Ariana DeBose originated the role of Bullet in Broadway's Hamilton.

Pride, by definition, is the feeling of deep pleasure/satisfaction derived from one's own accomplishments. It is also one of the seven deadly sins. The duality of the word is ironic; it's ongoing yet fleeting, overwhelming and wonderful or a means of defeat. Pride is tricky.

That aside, I've had many moments that I'm proud of. I am a bi-racial, lady-lovin', justice-seeking, rebel-rousing, OUT female who helped to create a musical that changed millions of minds. Hamilton arguably changed the art world — oh, hell, it changed the whole world as we know it! It wasn't that long ago that women couldn't be both OUT and a prominent member of the art community; a celebrity. I feel for women like Eva Le Gallienne and Tallulah Bankhead, who loved in secret (due to the social confines at the time) but publicly entertained the masses. They didn't get to stand in their truth the way I do, and by no fault of their own.

Courtesy of Ariana DeBose

I was also proud of the moment I told my mom I thought I had the capacity to love a man or a woman. I was 13, self-assured, an award-winning competitive dancer, an A/B student, and into every arts club known to man at school. I basically thought I knew everything. I'd say I probably had a healthy case of "golden child" syndrome, which I took great pride in. I was worried that my so-called "confession" would ruin all of that, then my mom surprised me. Her response? "OK, great!" In that moment she taught me the meaning of unconditional love. I was proud of us both; me for my courage to speak up and my mother for her open-mindedness. There's no sin in telling the truth.

There is a sense of zen in the duality of pride, and I think all those who stand in their truth feel that.

Now this next one may sound odd, but Election Night 2016 was a moment of immense disappointment and total pride for me. I had the privilege to watch the results with David Boies, the man who won the Supreme Court case to strike down Prop 8 and legalize same-sex marriage. As the final tally came in and my face began to crumble along with my American pride, I turned to David and asked, "How did this happen?" David explained quite a few things to me, but what struck me most was, "Women didn't get out and vote." I was numb. OF ALL THE ELECTIONS. He went on to say, "The future is female. When the women of this country band together and find the common ground amongst them, there will be a reckoning — a female revolution." In that moment he seemed like a prophet.

As I listened to him, my disappointment turned to pride, for I realized I am the future, I am America.

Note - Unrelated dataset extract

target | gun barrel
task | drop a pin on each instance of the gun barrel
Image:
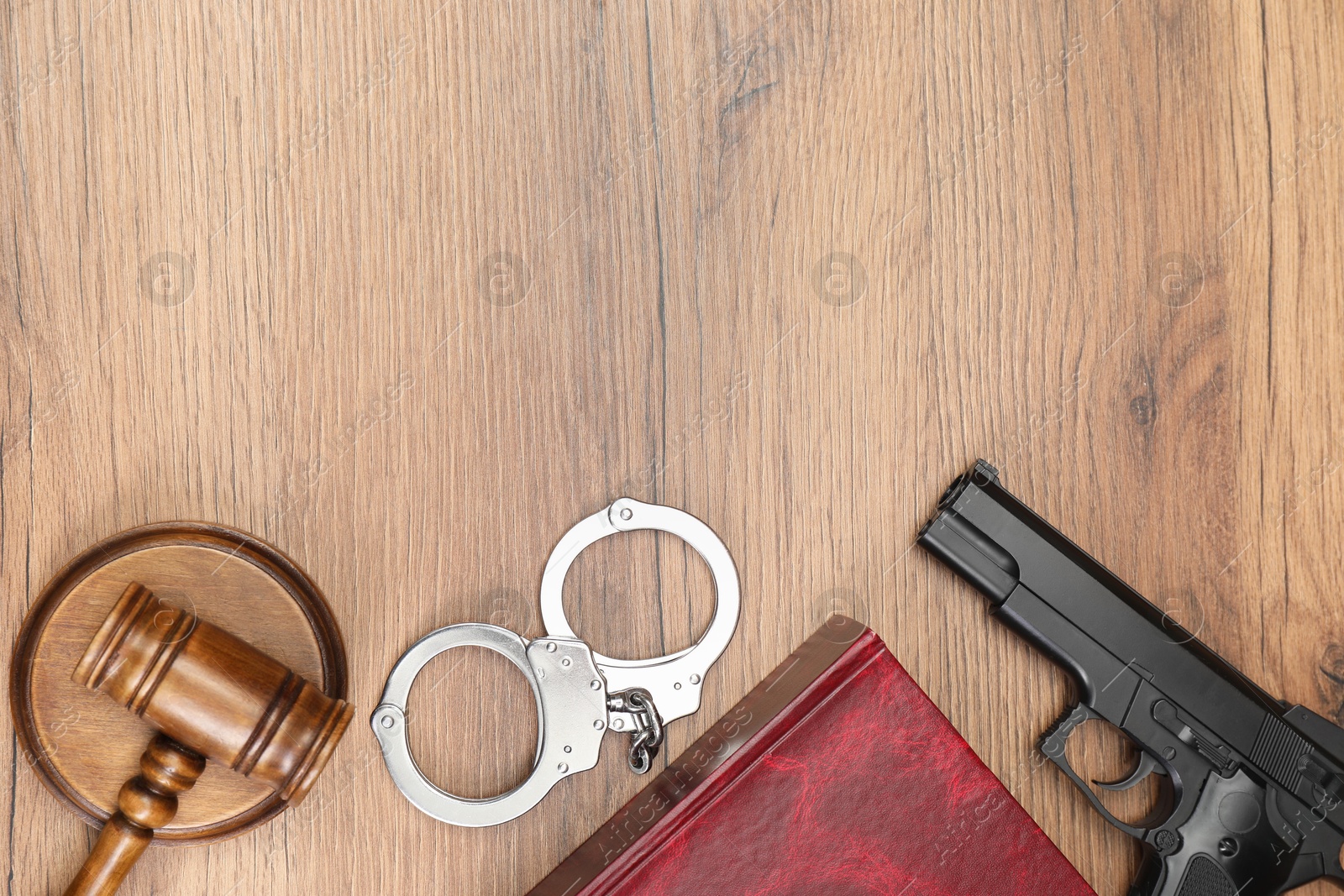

My brown, singin', dancin', lady lovin' ass is AMERICA and I am so proud of who I am, what I stand for, and all I've accomplished so far. So now, I look for that common ground in all I do or take on. My mom and I found it when I was 13, so it can be done. There is a sense of zen in the duality of pride, and I think all those who stand in their truth feel that. But it's my perspective on the word that makes all the difference, which includes counting my blessings and knowing that pride can be felt in the strangest of moments. And while I am proud of so many moments in my life, I know my journey with pride has only just begun.